TestResult = namedtuple('TestResult', [
    'name', 'statistic', 'p_value'
])
ConfidenceInterval = namedtuple('ConfidenceInterval', [
    'interval', 'name'
])
OddsRatioMLE = namedtuple('OddsRatioMLE', [
    'psi', 'gamma', 'se_gamma'
])

def report_test_result(test_result):
    """
    Report out the p-value of a test for
    the independence of two binary random variables.
    """
    
    print(
        f"{test_result.name} test has a p-value of {test_result.p_value:.3}"
    )

def lrt_indep(X):
    """
    Perform the likelihood ratio test for
    the independence of two binary random variables.
    
    Return a TestResult instance.
    """
    
    # D_{ij} = X_{i.} X_{.j}
    D = np.tensordot(
        X.sum(axis=1),
        X.sum(axis=0),
        axes=0
    )
    
    # Test statistic
    T = 2*np.sum(X*np.log(X.sum()*X/D))
    
    # p-value
    pval = scipy.stats.chi2.sf(T, df=1)
    
    return TestResult('The likelihood ratio', T, pval)

def pearson_indep(X):
    """
    Perform Pearson's chi-squared test
    for the independence of two binary random variables.
    
    Return a TestResult instance.
    """
    
    # E_{ij} = X_{i.} X_{.j} / X_{..}
    E = np.tensordot(
        X.sum(axis=1),
        X.sum(axis=0),
        axes=0
    )/X.sum()
    
    # Test statistic
    U = np.sum((X-E)**2/E)
    
    # p-value
    pval = scipy.stats.chi2.sf(U, df=1)
    
    return TestResult('Pearsons chi-squared', U, pval)

def odds_ratio_mle(X):
    """
    Compute the MLE for the odds ratio and
    log odds ratio, as well as an estimate
    of the standard error for the log odds ratio.
    
    Return a OddsRatioMLE object.
    """
    
    # Maximum likelihood estimates
    # of the odds ratio and log odds ratio
    psi = (X[0,0]*X[1,1])/(X[0,1]*X[1,0])
    gamma = np.log(psi)
    
    # Estimate of the standard error
    se_gamma = np.sum(1/X)
    
    return OddsRatioMLE(psi, gamma, se_gamma)

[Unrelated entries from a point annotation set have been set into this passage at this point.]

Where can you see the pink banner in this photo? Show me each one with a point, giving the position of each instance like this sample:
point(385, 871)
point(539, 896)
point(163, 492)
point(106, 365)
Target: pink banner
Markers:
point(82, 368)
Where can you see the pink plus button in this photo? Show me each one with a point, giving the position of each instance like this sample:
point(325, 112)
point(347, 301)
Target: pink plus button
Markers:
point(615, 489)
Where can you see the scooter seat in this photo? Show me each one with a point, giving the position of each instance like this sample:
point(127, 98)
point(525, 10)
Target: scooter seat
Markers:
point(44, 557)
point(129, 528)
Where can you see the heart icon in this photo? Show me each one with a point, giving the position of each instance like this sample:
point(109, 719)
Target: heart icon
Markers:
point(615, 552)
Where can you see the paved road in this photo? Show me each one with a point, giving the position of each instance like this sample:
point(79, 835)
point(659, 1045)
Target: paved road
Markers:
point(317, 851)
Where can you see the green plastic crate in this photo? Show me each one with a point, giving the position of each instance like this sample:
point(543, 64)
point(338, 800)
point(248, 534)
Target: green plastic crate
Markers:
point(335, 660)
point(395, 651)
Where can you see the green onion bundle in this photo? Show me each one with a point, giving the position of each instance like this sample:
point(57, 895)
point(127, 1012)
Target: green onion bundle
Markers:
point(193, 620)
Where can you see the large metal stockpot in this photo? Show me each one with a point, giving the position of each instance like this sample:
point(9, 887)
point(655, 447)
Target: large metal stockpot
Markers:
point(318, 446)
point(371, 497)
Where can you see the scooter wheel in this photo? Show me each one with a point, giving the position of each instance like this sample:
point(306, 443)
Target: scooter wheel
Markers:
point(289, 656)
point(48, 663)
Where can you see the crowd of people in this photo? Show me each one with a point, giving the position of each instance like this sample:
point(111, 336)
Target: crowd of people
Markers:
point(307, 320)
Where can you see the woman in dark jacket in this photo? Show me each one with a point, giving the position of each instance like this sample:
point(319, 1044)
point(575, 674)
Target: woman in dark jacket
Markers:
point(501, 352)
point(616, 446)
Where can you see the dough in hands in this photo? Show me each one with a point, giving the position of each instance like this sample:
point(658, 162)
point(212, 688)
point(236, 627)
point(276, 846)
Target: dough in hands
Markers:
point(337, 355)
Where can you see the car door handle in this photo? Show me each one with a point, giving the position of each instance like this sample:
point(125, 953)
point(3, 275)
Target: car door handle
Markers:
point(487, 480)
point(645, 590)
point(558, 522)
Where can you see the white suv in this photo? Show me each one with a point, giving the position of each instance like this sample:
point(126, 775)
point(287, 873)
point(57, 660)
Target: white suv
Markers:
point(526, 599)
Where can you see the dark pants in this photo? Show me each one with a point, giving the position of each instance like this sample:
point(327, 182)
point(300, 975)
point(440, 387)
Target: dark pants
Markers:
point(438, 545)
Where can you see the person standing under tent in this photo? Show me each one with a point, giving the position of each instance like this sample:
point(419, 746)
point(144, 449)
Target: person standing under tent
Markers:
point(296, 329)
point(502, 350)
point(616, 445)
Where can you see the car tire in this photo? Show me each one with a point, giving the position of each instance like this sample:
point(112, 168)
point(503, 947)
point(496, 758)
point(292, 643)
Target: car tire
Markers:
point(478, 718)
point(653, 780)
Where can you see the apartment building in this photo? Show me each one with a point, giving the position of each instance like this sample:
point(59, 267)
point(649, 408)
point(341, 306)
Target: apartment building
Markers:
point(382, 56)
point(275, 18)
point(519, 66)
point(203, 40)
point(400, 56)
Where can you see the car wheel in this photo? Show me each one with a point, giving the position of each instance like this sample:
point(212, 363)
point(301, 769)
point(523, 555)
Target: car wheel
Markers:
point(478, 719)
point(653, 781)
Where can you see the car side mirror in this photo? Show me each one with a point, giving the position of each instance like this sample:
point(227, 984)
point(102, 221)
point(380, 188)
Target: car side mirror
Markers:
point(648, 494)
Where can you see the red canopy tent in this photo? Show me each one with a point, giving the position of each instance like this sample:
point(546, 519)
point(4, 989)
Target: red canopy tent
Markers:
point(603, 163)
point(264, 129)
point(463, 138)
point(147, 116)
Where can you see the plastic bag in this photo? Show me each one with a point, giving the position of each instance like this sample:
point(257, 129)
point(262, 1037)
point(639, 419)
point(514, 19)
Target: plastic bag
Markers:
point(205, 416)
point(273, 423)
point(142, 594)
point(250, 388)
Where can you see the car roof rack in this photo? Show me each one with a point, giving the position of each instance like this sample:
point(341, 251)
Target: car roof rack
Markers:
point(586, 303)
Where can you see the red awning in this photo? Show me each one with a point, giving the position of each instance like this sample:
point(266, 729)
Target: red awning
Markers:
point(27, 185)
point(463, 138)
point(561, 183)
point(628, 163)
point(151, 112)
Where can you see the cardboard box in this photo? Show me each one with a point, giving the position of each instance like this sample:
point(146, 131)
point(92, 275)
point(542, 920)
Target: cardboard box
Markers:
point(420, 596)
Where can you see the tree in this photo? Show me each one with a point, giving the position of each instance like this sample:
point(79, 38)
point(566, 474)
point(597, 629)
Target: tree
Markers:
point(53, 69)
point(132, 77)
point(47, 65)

def wald_indep(X, alpha=0.05):
    """
    Perform the Wald test, using the log odds ratio,
    for the independence of two binary random variables.
    
    Return a TestResult instance.
    """
    
    # Maximum likelihood estimates
    # of the odds ratio and log odds ratio and
    # estimate of the standard error
    mle = odds_ratio_mle(X)
    
    # Test statistic
    W = mle.gamma/mle.se_gamma
    
    # p-value
    pval = 2*scipy.stats.norm.cdf(-np.abs(W))
    
    return TestResult('The Wald', W, pval)

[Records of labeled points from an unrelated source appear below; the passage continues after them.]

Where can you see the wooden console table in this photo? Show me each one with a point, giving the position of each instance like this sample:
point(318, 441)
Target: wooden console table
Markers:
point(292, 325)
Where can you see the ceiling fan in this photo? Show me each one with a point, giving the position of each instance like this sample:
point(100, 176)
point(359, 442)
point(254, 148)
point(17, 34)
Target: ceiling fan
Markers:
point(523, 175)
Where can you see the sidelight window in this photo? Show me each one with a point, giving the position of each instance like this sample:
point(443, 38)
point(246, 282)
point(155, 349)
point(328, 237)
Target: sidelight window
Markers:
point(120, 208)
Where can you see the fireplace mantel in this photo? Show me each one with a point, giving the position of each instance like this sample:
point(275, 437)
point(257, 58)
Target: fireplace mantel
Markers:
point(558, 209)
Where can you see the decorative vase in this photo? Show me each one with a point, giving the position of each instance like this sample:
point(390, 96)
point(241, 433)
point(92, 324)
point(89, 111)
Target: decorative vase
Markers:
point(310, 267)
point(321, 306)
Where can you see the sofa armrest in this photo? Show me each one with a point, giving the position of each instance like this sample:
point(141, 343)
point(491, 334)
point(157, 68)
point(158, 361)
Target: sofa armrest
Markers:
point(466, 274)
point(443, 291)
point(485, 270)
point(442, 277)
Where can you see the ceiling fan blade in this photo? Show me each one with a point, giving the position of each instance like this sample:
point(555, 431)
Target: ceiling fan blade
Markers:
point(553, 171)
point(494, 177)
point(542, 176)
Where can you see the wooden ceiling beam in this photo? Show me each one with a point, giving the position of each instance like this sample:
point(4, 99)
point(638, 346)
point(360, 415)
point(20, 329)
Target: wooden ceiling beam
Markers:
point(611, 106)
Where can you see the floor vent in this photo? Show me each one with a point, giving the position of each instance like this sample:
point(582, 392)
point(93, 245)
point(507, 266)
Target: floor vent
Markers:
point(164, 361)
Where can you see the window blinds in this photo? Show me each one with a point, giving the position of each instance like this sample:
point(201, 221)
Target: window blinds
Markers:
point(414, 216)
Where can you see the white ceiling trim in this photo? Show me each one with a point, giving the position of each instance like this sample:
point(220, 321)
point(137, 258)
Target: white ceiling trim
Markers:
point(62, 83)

def confidence_interval_odds_ratio(X, alpha=0.05):
    """
    Returns a confidence interval for the odds ratio psi
    using the standard error of the **log** odds ratio.
    """

    # Maximum likelihood estimates
    # of the odds ratio and log odds ratio and
    # estimate of the standard error
    mle = odds_ratio_mle(X)
    
    # Bounds of the confidence interval
    z = scipy.stats.norm.isf(alpha/2)
    lower_bound = np.exp(mle.gamma - z*mle.se_gamma)
    upper_bound = np.exp(mle.gamma + z*mle.se_gamma)
    
    return ConfidenceInterval(
        (lower_bound, upper_bound),
        'odds ratio'
    )

def report_interval(confidence_interval):
    """
    Report out a confidence interval
    """
    
    lower_bound, upper_bound = confidence_interval.interval
    print(
        f"Confidence interval for the {confidence_interval.name}: "
        f"({lower_bound:4.3}, {upper_bound:4.3})."
    )
    
def analyze_independence(X):
    
    report_test_result(lrt_indep(X))
    report_test_result(pearson_indep(X))
    report_test_result(wald_indep(X))
    report_interval(confidence_interval_odds_ratio(X))

In [4]:
analyze_independence(X)

The likelihood ratio test has a p-value of 4.19e-09
Pearsons chi-squared test has a p-value of 1.46e-08
The Wald test has a p-value of 1.67e-66
Confidence interval for the odds ratio: ( 4.0, 5.71).


## Analysis of the results
1. All three tests offer overwhelming evidence that the two random variables are
   **not** independent.
2. The confidence interval for the odds ratio indicates that
   a death sentence is 4-5 times more likely when the victim
   is White than when the victim is Black.
3. We **cannot**, with this data, argue that there is a *causal*
   relation between the two variables. (It could be for example
   that cases involving Black victims are more likely to be brought
   to a more lenient judge or jury).